TORONTO, March 4 (Reuters) - The Canadian dollar climbed against the U.S. currency on Wednesday as risk appetite returned and oil prices rose.

The currency weakened overnight to as low as C$1.2968 to the U.S. dollar, or 77.11 U.S. cents, but gradually recovered on the prospect of more stimulus spending by China and firmer oil prices.

A senior Chinese economic planning official said China would increase spending in areas such as manufacturing and infrastructure, on top of the 4 trillion yuan ($585 billion) stimulus package unveiled in November. [ID:nBJC000263]

At 10:20 a.m. (1520 GMT), the Canadian dollar CAD= was at C$1.2850 to the U.S. dollar, or 77.82 U.S. cents, up from C$1.2911 to the U.S. dollar, or 77.45 U.S. cents, at Tuesday's close.

“The directional bias in currencies, including Canada, has been led by a better bid to global risk,” said Jack Spitz, managing director of foreign exchange at National Bank Financial.

The Canadian dollar, which has also been heavily influenced by movements on stock markets recently, found support from a global rally by equities.

There was no domestic news to drive the currency and the Canadian dollar could now turn to global equities or U.S. data for direction.

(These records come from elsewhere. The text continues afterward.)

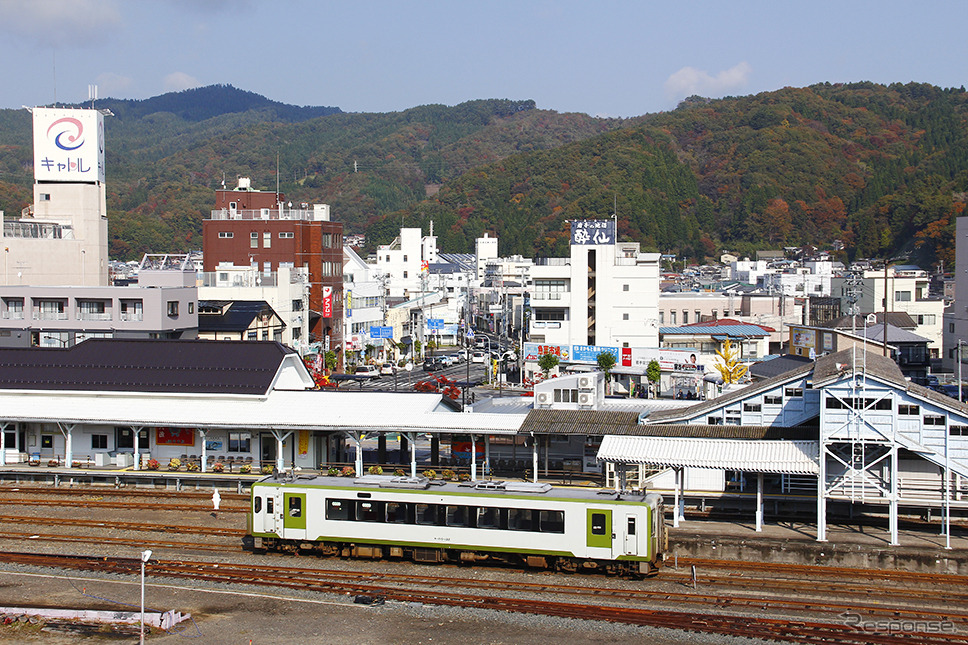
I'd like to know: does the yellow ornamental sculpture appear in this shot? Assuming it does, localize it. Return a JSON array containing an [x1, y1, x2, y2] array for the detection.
[[713, 338, 747, 383]]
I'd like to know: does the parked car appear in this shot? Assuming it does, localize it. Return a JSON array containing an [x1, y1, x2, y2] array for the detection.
[[353, 365, 380, 378]]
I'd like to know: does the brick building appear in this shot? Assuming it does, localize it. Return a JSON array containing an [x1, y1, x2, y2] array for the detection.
[[202, 177, 343, 365]]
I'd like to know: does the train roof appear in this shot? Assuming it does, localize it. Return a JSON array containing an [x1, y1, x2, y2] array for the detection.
[[256, 473, 646, 502]]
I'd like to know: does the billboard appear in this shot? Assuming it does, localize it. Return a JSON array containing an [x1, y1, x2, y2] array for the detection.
[[571, 219, 615, 245], [32, 108, 104, 184], [524, 343, 571, 363]]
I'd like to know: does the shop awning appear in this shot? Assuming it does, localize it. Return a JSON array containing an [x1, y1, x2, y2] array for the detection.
[[598, 435, 820, 475]]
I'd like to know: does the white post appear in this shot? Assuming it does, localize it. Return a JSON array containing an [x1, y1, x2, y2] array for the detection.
[[141, 549, 151, 645], [756, 473, 763, 533], [484, 434, 491, 477], [198, 428, 208, 473], [131, 427, 141, 470], [672, 468, 679, 528], [407, 432, 417, 479], [471, 434, 477, 482], [531, 432, 538, 483]]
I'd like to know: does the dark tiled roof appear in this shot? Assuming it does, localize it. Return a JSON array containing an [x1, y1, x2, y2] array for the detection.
[[198, 300, 278, 332], [750, 354, 813, 378], [0, 338, 293, 394], [646, 361, 814, 424], [628, 423, 820, 441], [518, 410, 639, 436]]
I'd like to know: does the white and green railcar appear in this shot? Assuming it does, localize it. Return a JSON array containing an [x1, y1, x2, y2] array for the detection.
[[246, 475, 666, 575]]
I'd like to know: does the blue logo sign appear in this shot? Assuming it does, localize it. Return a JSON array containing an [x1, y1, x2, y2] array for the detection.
[[370, 327, 393, 338], [571, 219, 615, 245]]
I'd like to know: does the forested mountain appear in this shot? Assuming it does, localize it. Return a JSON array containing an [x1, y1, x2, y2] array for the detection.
[[0, 83, 968, 267]]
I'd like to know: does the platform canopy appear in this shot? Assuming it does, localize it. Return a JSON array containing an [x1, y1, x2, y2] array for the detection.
[[598, 435, 820, 475]]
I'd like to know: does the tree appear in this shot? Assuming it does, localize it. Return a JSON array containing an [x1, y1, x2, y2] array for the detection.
[[645, 358, 662, 394], [595, 352, 615, 388], [713, 338, 747, 383], [538, 354, 561, 378]]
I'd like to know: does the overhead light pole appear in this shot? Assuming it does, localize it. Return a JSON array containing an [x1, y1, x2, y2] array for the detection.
[[141, 549, 151, 645]]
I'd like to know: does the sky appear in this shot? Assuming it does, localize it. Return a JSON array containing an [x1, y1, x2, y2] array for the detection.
[[0, 0, 968, 117]]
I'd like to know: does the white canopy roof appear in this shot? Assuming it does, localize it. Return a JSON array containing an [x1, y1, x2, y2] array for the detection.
[[598, 435, 820, 475], [0, 390, 526, 434]]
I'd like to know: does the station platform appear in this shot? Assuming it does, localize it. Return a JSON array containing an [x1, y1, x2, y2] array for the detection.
[[666, 515, 968, 575]]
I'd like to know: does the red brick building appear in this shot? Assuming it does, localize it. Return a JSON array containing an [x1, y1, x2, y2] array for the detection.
[[202, 178, 343, 365]]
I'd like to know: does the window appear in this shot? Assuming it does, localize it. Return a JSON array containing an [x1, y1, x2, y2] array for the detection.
[[538, 511, 565, 533], [414, 504, 437, 526], [356, 502, 384, 522], [477, 507, 501, 529], [592, 513, 606, 535], [445, 506, 468, 526], [508, 508, 533, 531], [328, 498, 352, 520], [229, 432, 252, 452]]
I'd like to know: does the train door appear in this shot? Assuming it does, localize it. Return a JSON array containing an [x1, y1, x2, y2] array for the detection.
[[282, 493, 306, 540], [624, 513, 641, 555], [585, 508, 615, 559]]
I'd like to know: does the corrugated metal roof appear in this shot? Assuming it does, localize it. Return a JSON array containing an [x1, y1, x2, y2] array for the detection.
[[659, 325, 770, 338], [598, 436, 820, 475], [521, 410, 639, 436]]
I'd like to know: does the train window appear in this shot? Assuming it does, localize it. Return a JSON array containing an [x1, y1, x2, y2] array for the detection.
[[508, 508, 534, 531], [477, 506, 502, 529], [386, 502, 410, 524], [446, 506, 468, 526], [326, 499, 353, 520], [356, 502, 383, 522], [414, 504, 437, 526], [592, 513, 605, 535], [538, 511, 565, 533]]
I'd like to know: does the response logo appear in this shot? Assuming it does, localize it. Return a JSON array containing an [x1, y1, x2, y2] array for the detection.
[[47, 117, 84, 151]]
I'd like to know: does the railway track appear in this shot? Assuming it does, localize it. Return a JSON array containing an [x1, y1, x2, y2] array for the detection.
[[0, 553, 968, 645]]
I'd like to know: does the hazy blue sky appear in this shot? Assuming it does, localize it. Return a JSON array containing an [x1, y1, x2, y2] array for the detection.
[[0, 0, 968, 117]]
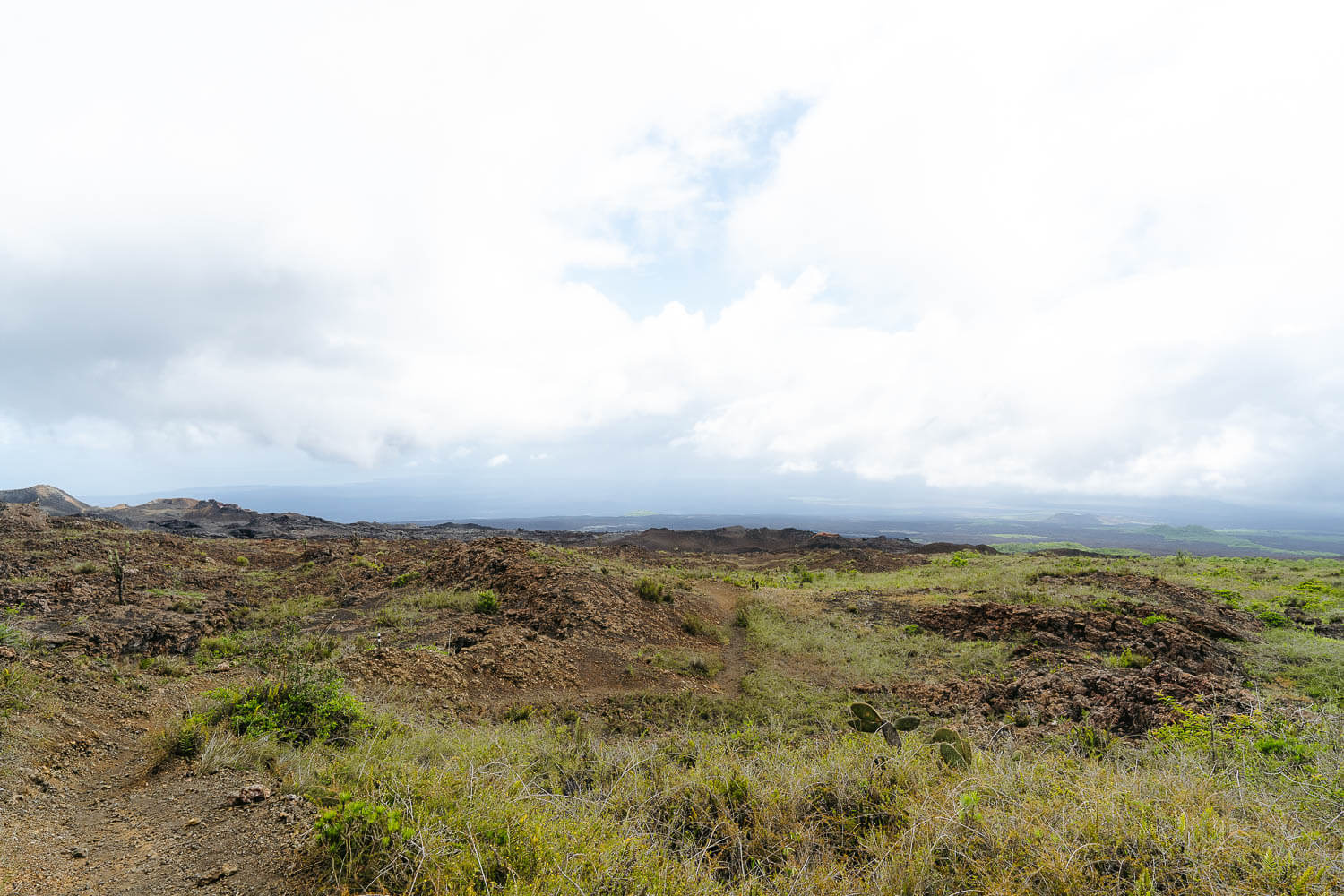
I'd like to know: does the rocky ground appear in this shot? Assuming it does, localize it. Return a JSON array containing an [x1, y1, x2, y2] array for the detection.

A drop through the level of C$1.30 to the U.S. dollar has not come about so far, but several moves in that direction have been made this week. A significant break through this level could set up the Canadian dollar to hit lows not seen since 2004.

Although the Canadian dollar strengthened on Wednesday, there are still risks that could quickly pull it back.

The currency had hit a three-month low on Tuesday after the Bank of Canada cut interest rates to a record low. Central banks are still in focus with the European Central Bank and the Bank of England both expected to cut rates on Thursday.

Another risk for currencies this week includes the U.S. employment data on Friday, which is expected to show the economy lost 648,000 jobs in February and the unemployment rate rose to 7.9 percent from 7.6 percent.

Market players got a sense of the jobs picture in the U.S. private sector after ADP Employer Services said job losses accelerated in February and was worse than economists’ expectations. [ID:nN04472262]

“We’d have to see some sustainable bids to equities over the course of days or even weeks before dollar/Canada ceases to make any attempt at C$1.30. It’s still a magnet,” said Spitz.

“I think that we may take another run at it, but it really will all depend on equities, the data, and events that we have coming up.”


Canadian bond prices slid across the curve as North American stock markets extended the momentum from rebounding Asian and European stocks.

World stocks clambered back from multi-year lows as investors sought bargains after three days of steep losses brought on by deep fears for the world economy and financial system. [MKTS/GLOB]

The interest-rate sensitive two-year bond eased 5 Canadian cents to C$103.02 to yield 0.995 percent. The 10-year bond dropped 41 Canadian cents to C$106.32 to yield 3.026 percent.